Chile’s economy, which had been harmed by the ‘Nixon administration”s harsh sanctions, developed gradually under the new privatization and economic liberalization policies.
He enacted a constitution in 1980 that gave the President an eight-year term and established new institutions including the ‘Constitutional Tribunal’ and the ‘National Security Council.’
The constitution was changed in 1988 in response to international criticism to allow for a transition to a more democratic government. He was then voted out of office and sworn in as a senator-for-life under the terms of the 1980 constitution.
He was detained in London in 1998 in response to a Spanish extradition request; the Spanish government had issued a warrant for his arrest so that he may face trial for human rights breaches, many of which involved Spanish nationals.
He was held under house arrest for two years before being returned to Chile due to illness. His immunity from prosecution would be contested and reinstated several times over the next six years.
Major Projects of Augusto
Augusto Pinochet was one of the leading strategists involved in the coup that deposed President Salvador Allende and ultimately led to Allende’s death.
While his exact role in the coup has never been fully clarified, he was one of the leading strategists involved in the coup that deposed President Salvador Allende and ultimately led to Allende’s death.
He went on to become the de facto leader of the military junta and then President of Chile, dramatically changing the country’s trajectory.
Personal History and Legacy
He married Luca Hiriart Rodrguez on January 30, 1943, and they remained married for the rest of his life. Ines Luca, Mara Verónica, Jacqueline Marie, Augusto Osvaldo, and Marco Antonio were their five children.
He supposedly had an affair with a woman named Piedad Noe in the late 1950s when stationed in Quito, Ecuador, with whom he fathered a son named Juan.
Pinochet’s arrest was regarded as a watershed moment in human rights cases, demonstrating that even the most powerful members of society were not beyond the law.
Since then, human rights organizations have gotten more aggressive in prosecuting international leaders for human rights crimes, and have been more successful.
Augusto Pinochet died of congestive heart failure after a heart attack on December 10, 2006.
Pinochet’s wife Luca and son Marco were both sued in 2005 for tax evasion in connection with Pinochet’s arms deals.

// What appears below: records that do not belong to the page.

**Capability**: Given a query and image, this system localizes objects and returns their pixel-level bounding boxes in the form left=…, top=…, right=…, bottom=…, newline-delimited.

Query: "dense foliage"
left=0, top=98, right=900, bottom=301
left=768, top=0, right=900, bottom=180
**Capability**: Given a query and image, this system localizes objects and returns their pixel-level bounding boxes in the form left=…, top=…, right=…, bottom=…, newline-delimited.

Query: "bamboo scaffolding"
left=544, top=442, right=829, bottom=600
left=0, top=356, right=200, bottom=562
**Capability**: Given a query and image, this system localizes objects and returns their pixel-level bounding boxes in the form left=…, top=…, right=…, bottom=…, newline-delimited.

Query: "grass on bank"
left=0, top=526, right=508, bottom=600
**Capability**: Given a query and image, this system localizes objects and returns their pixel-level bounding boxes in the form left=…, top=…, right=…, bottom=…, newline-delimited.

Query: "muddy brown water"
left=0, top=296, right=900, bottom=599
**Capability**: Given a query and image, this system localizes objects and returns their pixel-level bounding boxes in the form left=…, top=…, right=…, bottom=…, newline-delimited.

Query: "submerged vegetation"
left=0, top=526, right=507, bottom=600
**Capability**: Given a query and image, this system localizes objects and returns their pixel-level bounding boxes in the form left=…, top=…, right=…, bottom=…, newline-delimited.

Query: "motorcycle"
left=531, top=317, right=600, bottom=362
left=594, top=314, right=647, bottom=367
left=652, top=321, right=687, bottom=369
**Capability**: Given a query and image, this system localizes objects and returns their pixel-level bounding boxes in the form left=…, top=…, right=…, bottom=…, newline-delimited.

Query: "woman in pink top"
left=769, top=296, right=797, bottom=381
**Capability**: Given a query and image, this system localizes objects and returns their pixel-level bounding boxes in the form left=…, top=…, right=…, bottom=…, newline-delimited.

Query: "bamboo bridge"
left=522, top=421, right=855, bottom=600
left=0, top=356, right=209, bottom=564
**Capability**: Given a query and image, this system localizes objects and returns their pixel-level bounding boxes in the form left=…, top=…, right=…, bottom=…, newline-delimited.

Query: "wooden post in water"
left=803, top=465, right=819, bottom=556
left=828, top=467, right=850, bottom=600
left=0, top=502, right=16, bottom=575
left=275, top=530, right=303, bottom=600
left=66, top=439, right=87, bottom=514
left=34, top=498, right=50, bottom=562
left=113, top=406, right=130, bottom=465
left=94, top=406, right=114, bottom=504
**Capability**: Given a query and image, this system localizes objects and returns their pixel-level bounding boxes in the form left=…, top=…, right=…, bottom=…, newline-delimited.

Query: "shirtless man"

In connection with the ‘Riggs Bank’ scandal, Luca and all five Pinochet children were detained in 2007 on charges of embezzlement and use of fraudulent passports.
In the 2013 presidential election, the ghost of Chile’s history reappeared. Both candidates are the daughters of generals who served during the coup, one on President Allende’s side and the other on General Pinochet’s side.
Estimated Net Worth
Augusto Pinochet was thought to have acquired a fortune of at least $28 million at the time of his death. Many believe he made his riches through illegal activities such as arms trade, tax evasion, and embezzlement.
Opponents of this well-known politician dubbed him ‘pinocho,’ which is Spanish for ‘Pinocchio.’